Protesters have called the bill “Russian law” and believe it mimics similar measures in Russia. Russia’s “foreign agents” law, passed in 2012, was also portrayed by the Russian government as a transparency measure, but it quickly developed into one. rough tools Silencing and smearing anti-Kremlin advocacy groups and media organizations.

“We have a lot of pro-Western NGOs, they are against the West, they are pro-Russian,” protester Luna Iakobadze, 26, said of the government.

The Georgian government has always denied accusations that the bill has any connection to Moscow. Government representatives insist they are committed to the country’s broader aspirations to join the European Union.

But in a recent speech, Georgian Dream party founder Bidzina Ivanishvili cast the West as an enemy, not a friend.Mr Ivanishvili spoke at a pro-government rally in late April explain NATO and the EU are controlled by a “global war party” that sees “Georgia and Ukraine as cannon fodder.”

“They first pitted Georgia against Russia in 2008,” Ivanishvili said, referring to a brief war between Moscow and the government in Tbilisi. “In 2014 and 2022, they put Ukraine in a more difficult situation.”

Ivanishvili is a reclusive oligarch who made his fortune in Russia before returning to Georgia in the early 2000s. He accuses Western elites of trying to foment revolution against his party for refusing to actively oppose the Kremlin’s invasion of Ukraine.

But some protesters say Moscow is the natural center of gravity for Ivanishvili and his party, which has ruled Georgia for nearly 12 years and aims to tighten its grip on the country’s politics in upcoming elections in October.

“This is the only way they can stay in power and stand with Russia,” lawyer Ilia Burduli, 39, told a rally. “That’s the only way to stay in power forever.”

Georgia’s recently appointed prime minister, Irakli Kobakhidze, described activists opposing the bill as arrogant and ignorant people who had been brainwashed into believing it was linked to Russia.

“A confident man without knowledge and intelligence is worse than a Russian tank,” Kobakhidze said on Friday. a post on Facebook.

some critics have echo The government’s reasoning is that the Western-funded NGO sector, although not democratically elected, has a huge influence on Georgian political life. But they also say the new law won’t solve the problem.

EU representatives and U.S. officials criticized the legislation, saying it once again raised questions about Georgia’s democratic record.

On Saturday, White House national security adviser Jake Sullivan said the U.S. government was “deeply alarmed by the backsliding of democracy in Georgia.”exist a post Sullivan said on social media that Georgian lawmakers faced “a critical choice – support the Euro-Atlantic aspirations of the Georgian people or pass a Kremlin-style foreign agents law.”

In recent years, the West has been walking a tightrope in Georgia: on the one hand, it is trying its best to incite the pro-Western aspirations of the Georgian people, while on the other hand, it is trying its best not to alienate the Georgian ruling party and people. Pushing it into the hands of the Kremlin. The European Union granted Georgia candidate status in December, a move widely seen as an effort to prevent the country from slipping into the Kremlin’s orbit.

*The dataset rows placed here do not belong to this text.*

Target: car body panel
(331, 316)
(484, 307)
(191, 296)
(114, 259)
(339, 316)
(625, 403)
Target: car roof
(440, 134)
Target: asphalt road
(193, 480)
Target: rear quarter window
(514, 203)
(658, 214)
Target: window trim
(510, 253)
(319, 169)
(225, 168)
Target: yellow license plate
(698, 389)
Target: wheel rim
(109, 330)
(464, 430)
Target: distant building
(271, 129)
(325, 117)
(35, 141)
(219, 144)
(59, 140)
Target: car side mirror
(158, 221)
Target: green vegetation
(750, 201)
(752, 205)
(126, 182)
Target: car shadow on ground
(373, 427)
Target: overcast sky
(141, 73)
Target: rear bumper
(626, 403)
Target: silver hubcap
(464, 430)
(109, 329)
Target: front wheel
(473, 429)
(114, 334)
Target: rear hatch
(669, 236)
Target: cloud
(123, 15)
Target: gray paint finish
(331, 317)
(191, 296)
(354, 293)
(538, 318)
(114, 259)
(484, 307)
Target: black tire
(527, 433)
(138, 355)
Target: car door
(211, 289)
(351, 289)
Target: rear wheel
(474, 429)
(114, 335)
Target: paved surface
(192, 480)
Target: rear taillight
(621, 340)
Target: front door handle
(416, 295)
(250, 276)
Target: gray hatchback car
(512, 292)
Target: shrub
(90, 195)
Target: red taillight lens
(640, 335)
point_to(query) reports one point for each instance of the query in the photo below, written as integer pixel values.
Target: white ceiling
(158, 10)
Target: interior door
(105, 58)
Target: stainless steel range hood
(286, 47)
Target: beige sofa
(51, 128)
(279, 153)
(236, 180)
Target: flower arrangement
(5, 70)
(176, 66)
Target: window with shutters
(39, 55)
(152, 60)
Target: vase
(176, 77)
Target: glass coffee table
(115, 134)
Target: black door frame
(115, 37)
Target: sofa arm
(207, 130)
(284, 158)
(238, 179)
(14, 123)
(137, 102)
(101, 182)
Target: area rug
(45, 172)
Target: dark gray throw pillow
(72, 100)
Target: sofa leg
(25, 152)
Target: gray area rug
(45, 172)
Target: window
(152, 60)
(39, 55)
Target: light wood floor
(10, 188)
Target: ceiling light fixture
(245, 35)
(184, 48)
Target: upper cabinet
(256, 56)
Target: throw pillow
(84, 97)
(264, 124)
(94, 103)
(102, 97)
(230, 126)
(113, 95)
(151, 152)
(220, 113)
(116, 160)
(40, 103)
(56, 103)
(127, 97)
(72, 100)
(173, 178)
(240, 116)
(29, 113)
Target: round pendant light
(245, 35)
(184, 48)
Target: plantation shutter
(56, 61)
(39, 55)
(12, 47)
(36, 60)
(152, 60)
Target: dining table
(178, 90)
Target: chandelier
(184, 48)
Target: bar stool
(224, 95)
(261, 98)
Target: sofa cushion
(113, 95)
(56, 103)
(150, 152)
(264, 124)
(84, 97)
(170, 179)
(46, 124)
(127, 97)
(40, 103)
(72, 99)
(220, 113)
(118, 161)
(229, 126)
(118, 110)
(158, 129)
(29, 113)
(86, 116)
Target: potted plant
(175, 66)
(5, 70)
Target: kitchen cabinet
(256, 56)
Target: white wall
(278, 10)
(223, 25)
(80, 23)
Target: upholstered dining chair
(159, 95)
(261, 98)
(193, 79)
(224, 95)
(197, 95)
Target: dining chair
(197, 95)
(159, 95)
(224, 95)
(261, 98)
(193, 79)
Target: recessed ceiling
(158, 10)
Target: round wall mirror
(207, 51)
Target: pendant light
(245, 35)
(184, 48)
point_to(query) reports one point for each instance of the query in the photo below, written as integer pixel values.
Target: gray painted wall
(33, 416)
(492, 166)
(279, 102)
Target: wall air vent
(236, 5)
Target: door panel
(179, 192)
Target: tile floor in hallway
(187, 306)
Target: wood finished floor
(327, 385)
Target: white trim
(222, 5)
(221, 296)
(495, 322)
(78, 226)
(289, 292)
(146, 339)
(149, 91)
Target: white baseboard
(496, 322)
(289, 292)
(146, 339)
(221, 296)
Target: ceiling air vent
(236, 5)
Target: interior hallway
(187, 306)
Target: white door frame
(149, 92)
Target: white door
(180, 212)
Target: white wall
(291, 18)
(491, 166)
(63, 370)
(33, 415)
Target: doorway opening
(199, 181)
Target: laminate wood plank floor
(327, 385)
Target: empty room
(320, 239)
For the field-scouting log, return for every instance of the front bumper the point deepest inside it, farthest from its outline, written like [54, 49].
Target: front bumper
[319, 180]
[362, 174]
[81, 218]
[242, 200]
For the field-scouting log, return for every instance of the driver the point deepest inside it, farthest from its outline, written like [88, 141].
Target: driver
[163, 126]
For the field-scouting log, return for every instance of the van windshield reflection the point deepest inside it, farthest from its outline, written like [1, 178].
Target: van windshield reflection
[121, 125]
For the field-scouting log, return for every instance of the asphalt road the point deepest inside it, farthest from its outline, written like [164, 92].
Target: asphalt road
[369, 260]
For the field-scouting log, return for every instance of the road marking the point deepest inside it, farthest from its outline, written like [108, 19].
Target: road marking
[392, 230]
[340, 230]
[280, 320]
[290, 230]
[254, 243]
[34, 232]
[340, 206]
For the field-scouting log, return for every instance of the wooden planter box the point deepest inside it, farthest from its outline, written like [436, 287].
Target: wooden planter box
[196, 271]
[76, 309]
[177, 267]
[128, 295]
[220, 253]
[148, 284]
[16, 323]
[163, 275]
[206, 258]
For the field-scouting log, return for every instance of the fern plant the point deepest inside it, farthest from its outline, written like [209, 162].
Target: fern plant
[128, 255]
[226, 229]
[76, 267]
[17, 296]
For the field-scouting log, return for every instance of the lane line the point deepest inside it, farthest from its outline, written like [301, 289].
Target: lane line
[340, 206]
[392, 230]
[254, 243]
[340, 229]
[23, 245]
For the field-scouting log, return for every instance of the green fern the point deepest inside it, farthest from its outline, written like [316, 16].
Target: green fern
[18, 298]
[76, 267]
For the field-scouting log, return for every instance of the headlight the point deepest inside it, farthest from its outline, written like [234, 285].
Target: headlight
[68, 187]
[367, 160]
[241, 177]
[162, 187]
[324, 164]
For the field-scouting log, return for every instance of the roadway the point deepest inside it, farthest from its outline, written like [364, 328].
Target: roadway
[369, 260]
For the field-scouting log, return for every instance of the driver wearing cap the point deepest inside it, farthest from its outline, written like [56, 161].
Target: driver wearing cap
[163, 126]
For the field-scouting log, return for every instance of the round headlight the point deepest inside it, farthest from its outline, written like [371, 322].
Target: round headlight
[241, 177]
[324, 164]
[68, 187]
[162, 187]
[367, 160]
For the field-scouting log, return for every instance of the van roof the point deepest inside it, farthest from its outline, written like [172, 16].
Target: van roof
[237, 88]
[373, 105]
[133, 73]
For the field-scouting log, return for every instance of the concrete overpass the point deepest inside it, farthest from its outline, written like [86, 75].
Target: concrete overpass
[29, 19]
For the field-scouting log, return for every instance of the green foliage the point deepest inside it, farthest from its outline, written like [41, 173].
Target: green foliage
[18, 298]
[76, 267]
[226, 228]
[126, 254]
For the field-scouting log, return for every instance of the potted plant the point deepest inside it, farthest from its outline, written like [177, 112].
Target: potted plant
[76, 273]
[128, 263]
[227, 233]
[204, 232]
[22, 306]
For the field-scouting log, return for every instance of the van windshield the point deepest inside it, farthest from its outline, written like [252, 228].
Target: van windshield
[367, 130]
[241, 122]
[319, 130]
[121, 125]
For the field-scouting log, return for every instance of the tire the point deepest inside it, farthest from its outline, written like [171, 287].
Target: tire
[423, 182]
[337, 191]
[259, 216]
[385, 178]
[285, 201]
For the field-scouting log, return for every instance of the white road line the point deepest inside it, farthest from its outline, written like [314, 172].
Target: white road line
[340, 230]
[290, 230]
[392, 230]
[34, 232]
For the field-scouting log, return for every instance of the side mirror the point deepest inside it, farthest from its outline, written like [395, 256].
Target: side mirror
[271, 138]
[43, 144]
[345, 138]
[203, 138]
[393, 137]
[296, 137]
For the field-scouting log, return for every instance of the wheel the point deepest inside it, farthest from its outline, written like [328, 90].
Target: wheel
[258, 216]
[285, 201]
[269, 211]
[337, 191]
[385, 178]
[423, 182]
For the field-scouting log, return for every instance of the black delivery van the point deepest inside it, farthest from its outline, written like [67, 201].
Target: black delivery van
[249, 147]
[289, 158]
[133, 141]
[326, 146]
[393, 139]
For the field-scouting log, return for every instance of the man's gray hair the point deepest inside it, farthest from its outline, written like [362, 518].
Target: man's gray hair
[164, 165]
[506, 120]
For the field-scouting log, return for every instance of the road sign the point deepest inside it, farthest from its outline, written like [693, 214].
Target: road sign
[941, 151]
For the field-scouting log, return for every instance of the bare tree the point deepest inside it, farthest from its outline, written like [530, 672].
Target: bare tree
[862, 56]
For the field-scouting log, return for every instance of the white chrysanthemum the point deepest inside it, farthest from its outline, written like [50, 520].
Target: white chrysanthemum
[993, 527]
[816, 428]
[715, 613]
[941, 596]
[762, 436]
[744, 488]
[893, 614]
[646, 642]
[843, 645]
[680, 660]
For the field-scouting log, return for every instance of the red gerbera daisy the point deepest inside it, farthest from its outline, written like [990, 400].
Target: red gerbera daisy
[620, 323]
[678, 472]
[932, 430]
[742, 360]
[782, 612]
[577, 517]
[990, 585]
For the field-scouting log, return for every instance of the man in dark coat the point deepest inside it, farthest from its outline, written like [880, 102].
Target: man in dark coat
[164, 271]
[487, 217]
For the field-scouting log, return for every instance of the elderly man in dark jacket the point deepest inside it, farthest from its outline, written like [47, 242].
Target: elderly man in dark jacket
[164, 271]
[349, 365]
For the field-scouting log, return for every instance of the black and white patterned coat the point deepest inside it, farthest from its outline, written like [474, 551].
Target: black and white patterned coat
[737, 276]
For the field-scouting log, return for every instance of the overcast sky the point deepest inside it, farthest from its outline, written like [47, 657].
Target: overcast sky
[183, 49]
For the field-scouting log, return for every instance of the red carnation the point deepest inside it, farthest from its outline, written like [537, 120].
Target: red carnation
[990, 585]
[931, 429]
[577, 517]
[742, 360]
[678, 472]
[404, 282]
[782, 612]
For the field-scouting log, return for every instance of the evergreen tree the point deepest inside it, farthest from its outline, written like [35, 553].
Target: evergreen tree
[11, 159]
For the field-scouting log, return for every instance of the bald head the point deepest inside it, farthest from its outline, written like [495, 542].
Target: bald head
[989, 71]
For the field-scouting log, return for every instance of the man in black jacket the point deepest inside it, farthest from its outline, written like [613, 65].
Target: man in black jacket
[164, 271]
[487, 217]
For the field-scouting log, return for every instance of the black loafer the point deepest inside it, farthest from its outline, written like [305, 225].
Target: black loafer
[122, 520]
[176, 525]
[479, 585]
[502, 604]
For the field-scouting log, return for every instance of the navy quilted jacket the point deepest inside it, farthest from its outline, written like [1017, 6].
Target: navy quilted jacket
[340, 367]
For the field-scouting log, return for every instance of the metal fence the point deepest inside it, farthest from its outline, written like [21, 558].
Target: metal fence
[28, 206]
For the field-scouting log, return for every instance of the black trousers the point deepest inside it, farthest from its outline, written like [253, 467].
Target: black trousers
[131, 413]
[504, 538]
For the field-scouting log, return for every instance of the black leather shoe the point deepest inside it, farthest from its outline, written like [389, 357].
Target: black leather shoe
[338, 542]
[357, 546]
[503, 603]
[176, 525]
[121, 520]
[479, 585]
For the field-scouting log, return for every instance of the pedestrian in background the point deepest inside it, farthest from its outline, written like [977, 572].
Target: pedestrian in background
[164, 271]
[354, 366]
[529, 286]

But the balancing act has become more difficult since Moscow invaded Ukraine, forcing many former Soviet states to pick sides. The invasion also provides Georgia and some other countries with a lucrative opportunity to help trade between Russia and the West, which has been restricted due to sanctions and other measures.

Mikheil Kechaqmadze, a Georgian analyst, said: “The ‘Georgian Dream’ believes that the focus of Western attention is elsewhere and that their focus on Georgia has waned, so they are fighting to adopt this law. The price to pay may not be too high.”

“They don’t want European integration,” he said in an interview. “They want to subvert it by introducing laws.”